Stuck on 4.12? Faster average ≠ better choice when planning — variability matters for deadlines.

5. Self-check the easy 3

Tick the first three once you've checked your method works.

For 4.1 I read the medians and chose the larger one as "higher" without confusing centre with spread.

For 4.2 I chose the machine with the smaller IQR as more consistent (not larger).

For 4.4 (P), I calculated IQR = Q3 − Q1 = 75 − 55 = 20.

How did this worksheet feel?

Got it Partly Lost

What I'll revisit before next class:

Answers — Do not peek before attempting

Q1.1 — Four lenses

Centre, spread, shape, outliers.

Q1.2 — Match measures

Median = centre. IQR = spread. Mean = centre. SD = spread.

Q1.3 — Smaller IQR = more consistent

True. A smaller IQR means the middle 50% of data is more tightly clustered.

Q3 — Faded example (Team A vs B)

Team A mean = 80, Team B mean = 75 → Team A has higher typical score. SD A = 5, SD B = 12 → Team A has smaller SD, more consistent. Comparative sentence: "Team A scores higher on average and is more consistent than Team B."

Q4.1 — Group medians

Group 2 (70) > Group 1 (65). Group 2 is higher.

Q4.2 — Machine IQRs

IQR A = 2 mm < IQR B = 5 mm → Machine A is more consistent.

Q4.3 — School SDs

SD B = 15 > SD A = 8 → School B is more variable.

Q4.4 — IQR of box plot P

IQR = Q3 − Q1 = 75 − 55 = 20.

Q4.5 — Group 1 vs Group 2

"Group 2 has the higher mean (70 vs 65) but is much more variable (SD 15 vs 8) than Group 1."

Q4.6 — School A vs School B

School A has the higher median (80 vs 78) and the smaller IQR (10 vs 18), so School A has stronger and more consistent results.

Q4.7 — Factory A vs B

(i) Centre: B's mean (50.5 mm) is slightly higher than A's (50 mm). (ii) Spread: A's SD (1 mm) is much smaller than B's (3 mm), so A is much more consistent.

Q4.8 — Class P vs Class Q

(i) Class P median = 68, range = 75 − 60 = 15. Class Q median = 65, range = 90 − 50 = 40.
(ii) Class Q is much more spread out (range 40 vs 15).

Q4.9 — Same mean, different SDs

Both classes have an average mark of 70, but Class C's marks cluster tightly around 70 (SD 5), while Class D's marks are widely spread (SD 15).
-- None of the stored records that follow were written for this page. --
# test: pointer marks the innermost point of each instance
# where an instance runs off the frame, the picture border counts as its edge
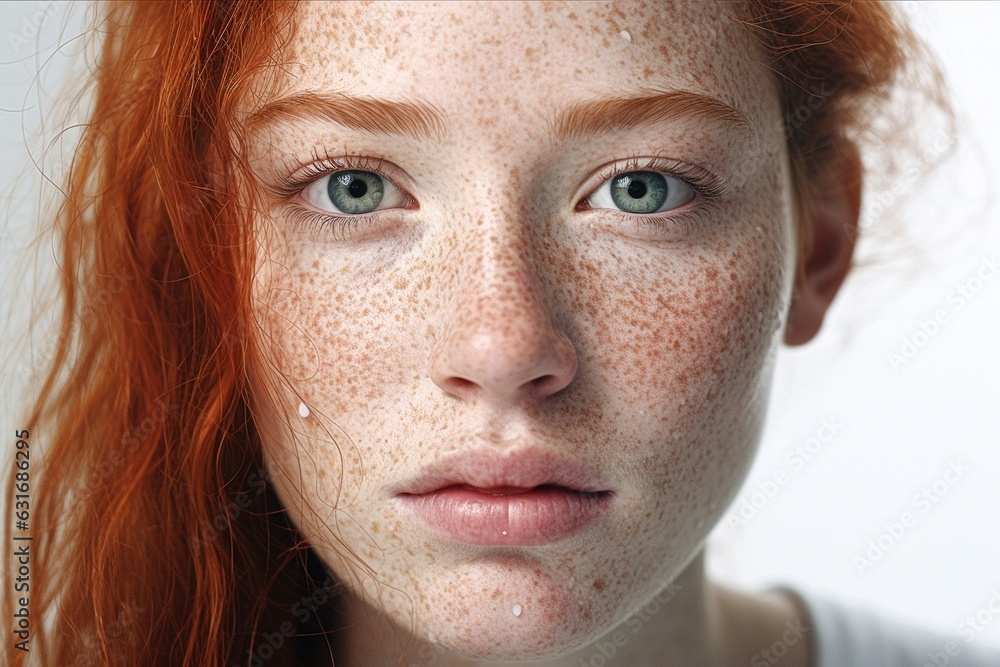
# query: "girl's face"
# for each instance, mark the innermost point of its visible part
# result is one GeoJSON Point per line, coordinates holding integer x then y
{"type": "Point", "coordinates": [554, 258]}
Class D has many marks far below and far above 70, while Class C has marks bunched close to 70.

Q4.10 — Team U vs V (same median)

IQR U = 65 − 55 = 10. IQR V = 75 − 45 = 30. Team U is much more consistent despite identical medians.

Q4.11 — School X vs Y (full comparison)

Centre: School X median (82) > School Y median (80). Spread: School X IQR (8) < School Y IQR (15), so X is more consistent. Shape: with high outliers, School X is slightly right-skewed; School Y is more symmetric. Outliers: School X has two high outliers at 95 (some exceptional achievers); School Y has none. Overall: School X has stronger, more consistent results with a few exceptional students; School Y has slightly weaker typical performance and wider variability.

Q4.12 — Treatment A vs B

(i) Treatment B is faster on average (8 days vs 10).
(ii) Treatment A is more predictable (SD 2 vs 4).
(iii) For a fixed deadline, choose Treatment A: although it is slower on average, its low variability means recovery time is more reliable for planning. (Treatment B could finish in 4 days but might take 16 — too risky for a deadline.)